The dairy business receives considerable attention in this town. The quantity of milk produced is, perhaps, greater than in any other township of the county. Besides the amount consumed at the two factories, a great deal is shipped to Chicago from Romeo Station, just on the line between Lockport and Du Page, and which is said to be one of the best milk stations on the Chicago & Alton Railroad. The oldest cheese-factory in the town is the one near Barber's Corners. It was built originally at Lemont by a man named Hess, from Plainfield. A company was organized at Barber's Corners about 1870, who bought the factory and moved it from Lemont to its present location. Last Spring, it was bought by S. R. Richardson, and has cost him about $2,000. It is a frame building with a brick basement, and its arrangements for cheese-making are complete in every detail. He makes up the milk of his patrons on shares, and is, at the present time, making, upon an average, eight cheeses per day, with a constantly increasing business. The factory of Sylvester Ward was built at Sprague's Corners in the Spring of 1877, and is a large and commodious establishment. It is a substantial frame with stone basement, and cost $3,000. It is being operated by Hannibal Ward, a brother of the owner, who is said to be an experienced cheese-maker. They have hitherto been making up the milk on shares for their patrons, but have recently commenced buying milk, and also manufacturing at a certain compensation.

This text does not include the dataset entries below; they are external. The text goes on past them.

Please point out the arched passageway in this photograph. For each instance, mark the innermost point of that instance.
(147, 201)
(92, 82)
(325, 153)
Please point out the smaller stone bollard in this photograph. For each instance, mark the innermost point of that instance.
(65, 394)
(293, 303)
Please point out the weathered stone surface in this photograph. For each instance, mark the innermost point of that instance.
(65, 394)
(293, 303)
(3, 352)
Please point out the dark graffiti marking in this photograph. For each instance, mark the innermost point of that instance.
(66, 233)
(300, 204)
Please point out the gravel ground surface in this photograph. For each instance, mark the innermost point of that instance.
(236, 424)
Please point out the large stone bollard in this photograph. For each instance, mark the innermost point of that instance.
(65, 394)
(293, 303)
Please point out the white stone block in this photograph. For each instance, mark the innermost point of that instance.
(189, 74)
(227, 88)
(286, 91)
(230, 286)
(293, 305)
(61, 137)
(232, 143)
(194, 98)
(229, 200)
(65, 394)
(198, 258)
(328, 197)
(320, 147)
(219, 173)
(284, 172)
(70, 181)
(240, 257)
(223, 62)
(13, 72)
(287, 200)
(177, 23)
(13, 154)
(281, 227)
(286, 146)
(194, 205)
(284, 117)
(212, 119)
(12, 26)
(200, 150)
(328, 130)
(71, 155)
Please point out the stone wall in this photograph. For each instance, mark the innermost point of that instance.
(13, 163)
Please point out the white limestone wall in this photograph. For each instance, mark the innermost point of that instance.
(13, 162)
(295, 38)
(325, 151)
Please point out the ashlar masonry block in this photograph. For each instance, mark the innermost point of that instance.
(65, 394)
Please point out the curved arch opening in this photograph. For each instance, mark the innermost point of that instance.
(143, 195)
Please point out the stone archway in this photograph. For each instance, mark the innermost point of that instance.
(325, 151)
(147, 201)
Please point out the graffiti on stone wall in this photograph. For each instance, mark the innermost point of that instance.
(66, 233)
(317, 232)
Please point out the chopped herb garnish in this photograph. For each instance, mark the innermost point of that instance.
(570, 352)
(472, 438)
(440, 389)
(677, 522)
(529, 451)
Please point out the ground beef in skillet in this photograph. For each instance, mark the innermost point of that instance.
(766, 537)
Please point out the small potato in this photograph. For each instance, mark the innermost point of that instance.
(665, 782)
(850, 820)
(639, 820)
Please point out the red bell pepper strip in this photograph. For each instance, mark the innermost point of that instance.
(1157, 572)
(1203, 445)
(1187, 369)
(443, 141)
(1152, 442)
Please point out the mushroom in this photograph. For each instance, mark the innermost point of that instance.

As stated in the introduction of this chapter, Du Page is prairie land, with the exception of a few sections of timber along the Du Page River, and a small grove in the southeast corner of the town. The prairie is of the finest and most productive. When white people first began to settle here, they found the prairie teeming with wild flowers, their beauty and fragrance surpassing all that they had ever dreamed of floral loveliness. Some of the more romantic of them say, that it seemed as if the whole earth had been converted into green grass, blue sky, blossoming flowers and glorious sunshine. This beautiful valley of the Du Page was originally called Fountaindale, from the numerous springs to be found along the margin of the Du Page River. But upon the adoption of township organization, in the process of naming the towns, Du Page was deemed an appropriate title for this, owing to the fact that the two branches of the Du Page River are united within its borders. Thus the pretty and romantic name of Fountaindale was discarded for the less euphonious one of Du Page. During the Sac war, the few whites then living in Du Page, were forced to seek safety in flight. Some of them went to "Fort Beggs," and some to the fort or blockhouse at Naperville. But when the clouds of war blew over and the olive-branch of peace was held out, they returned to their deserted homes and redoubled their efforts to open and improve their claims.

Politically, Du Page is Republican; but from the information gathered of its early history, we are of opinion that in the days of Whigs and Democrats, it gave its majorities to the latter party. Its record during the war was patriotic, and many of its citizens shouldered their muskets and marched to the front, and risked their lives for the Union they loved.